Tetapi ia lupa mengeluarkannya. Menyadari hal itu Pak Heri kemudian mencari kotak amal masjid. Akhirnya ia pun menemukannya beberapa kotak amal di sudut masjid. Ketika Pak Heri mendekat dan hendak memasukkan uangnya ke dalam kotak, Pak Heri kesulitan karena tidak menemukan satu lubang pun untuk dimasuki uangnya. Ia mendapati mulut semua kotak amal itu dilakban tebal sehingga ia tidak bisa memasukkan uangnya.

 

"Rupa-rupanya pengurus masjid sangat berhati-hati tidak hanya terhadap para jamaah tetapi juga terhadap uang yang mereka bawa.” Komentar Pak Heri dalam hati.

 

Dalam perjalanan pulang dan masih memikirkan mulut kotak amal yang dilakban, Pak Heri teringat sebuah artikel di sebuah media daring yang dibacanya beberapa hari sebelumnya bahwa uang kertas yang berpindah dari tangan ke tangan orang berpotensi menularkan virus Corona meski tidak sangat signifikan.

 

“Luar biasa kehati-hatian pengurus masjid itu.” Pak Heri memujinya.

 

Menanggapi cerita dan komentar Pak Heri terkait dengan kotak amal masjid yang dilakban mulutnya tersebut, saya punya analisis sendiri bahwa pengurus masjid berhati-hati sekali tidak saja dililhat dari perspektif kesehatan, tetapi juga dari perspektif sosial ekonomi. Di mana-mana di setiap masjid tentu ada jamaahnya yang dari kalangan ekonomi lemah.

 

Di saat sulit seperti ini di mana banyak dari kalangan mereka terdampak langsung secara ekonomi, maka pengurus masjid cukup bijak ketika untuk sementara tidak mengedarkan kotak amal kepada para jamaah.
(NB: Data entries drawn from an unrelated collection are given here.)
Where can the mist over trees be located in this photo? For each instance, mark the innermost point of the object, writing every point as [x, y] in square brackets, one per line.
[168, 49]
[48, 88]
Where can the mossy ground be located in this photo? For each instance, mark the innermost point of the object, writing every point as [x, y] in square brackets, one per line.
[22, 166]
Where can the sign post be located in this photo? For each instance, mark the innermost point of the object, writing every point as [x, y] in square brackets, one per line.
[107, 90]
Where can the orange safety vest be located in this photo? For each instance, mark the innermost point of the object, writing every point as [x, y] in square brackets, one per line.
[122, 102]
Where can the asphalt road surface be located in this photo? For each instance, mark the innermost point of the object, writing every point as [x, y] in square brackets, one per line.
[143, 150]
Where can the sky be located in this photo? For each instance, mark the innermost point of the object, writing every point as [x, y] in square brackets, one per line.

Tentu saja tujuannya adalah agar mereka dari kalangan ekonomi lemah bisa lebih fokus pada pemenuhan kebutuhan keluarga yang itu hukum wajib. Bagi jamaah yang mampu tentu diharapkan dapat mengalihkannya untuk disalurkan kepada tetangga kiri kanannya yang tidak mampu yang mengalami kesulitan ekonomi.

 

Alasan lain, adalah bukankah berkurangnya volume kegiatan di masjid karena kebijakan social distancing, seperti ditidakannya untuk sementara waktu pengajian rutin dan sebagainya cukup mengurangi pengeluaran keuangan masjid, misalnya untuk bayar tagihan listrik, air, konsumsi, bisyarah, dan sebagainya. Di samping itu, mungkin pengurus masjid masih memiliki saldo keuangan yang cukup besar selain juga memiliki donatur tetap yang bisa diandalkan sewaktu-waktu.

 

Jadi intinya adalah di saat sulit seperti ini, semua pihak sangat diharapkan kehati-hatianya dalam menjaga protokol kesehatan dengan menerapkan social distancing dan pola hidup sehat. Dan bahwa wabah virus Corona ini berdampak langsung terhadap ekonomi masyarakat dari tingkat lokal terkecil seperti keluarga, RT dan RW, desa, kecamatan hingga kota/kabupaten, provinsi dan nasional, tidak bisa dielakkan. Masjid sebagai lembaga sosial keagamaan tentu diharapkan berpartisipasi dalam menangangi dampak soial ekonomi anggota jamaahnya sebagai bentuk social responsibilty, misalnya cukup dengan tidak mengedarkan kotak amal untuk sementara waktu sebagaimana diterapkan oleh masjid sebagaimana dikisahkan di atas. []

 

Muhammad Ishom, dosen Fakultas Agama Islam Unversitas Nahdlatul Ulama (UNU) Surakarta.